Abstract Haloacetonitriles are emerging disinfection by-products that can be detected in various aquatic environments. They are cytotoxic, genotoxic, mutagenic, and tumorigenic in vitro and in vivo, but their endocrine-disrupting potency remains unknown. In this study, we examined the agonistic and antagonistic estrogenic and androgenic activities of haloacetonitriles, as well as their cytotoxicity, using a yeast-based reporter assay. We also investigated the interactions of haloacetonitriles with human estrogen receptor alpha (hERα) through molecular docking. We observed that iodoacetonitrile (median lethal dose: 1.96 × 10-5 M) and bromoacetonitrile (median lethal dose: 1.97 × 10-5 M) had similar cytotoxicities, which are higher than that of chloroacetonitrile (median lethal dose: 7.16 × 10-5 M). We observed bromoacetonitrile and chloroacetonitrile elicited estrogenic activity with 10% effective concentrations of 3.30 × 10−9 M and 2.36 × 10−9 M, respectively.
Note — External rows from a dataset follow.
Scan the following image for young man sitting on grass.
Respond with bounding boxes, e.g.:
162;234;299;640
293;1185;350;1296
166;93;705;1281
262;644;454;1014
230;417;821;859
This finding indicates that bromoacetonitrile and chloroacetonitrile may mimic estrogen signaling through interaction with hERα. Consistent with that result, we identified bromoacetonitrile and chloroacetonitrile interacted with residues in the original estrogen recognition sites of hERα. Our results show that bromoacetonitrile and chloroacetonitrile affect the endocrine-disrupting potency mediated via estrogen receptors by using in vitro assay and molecular docking.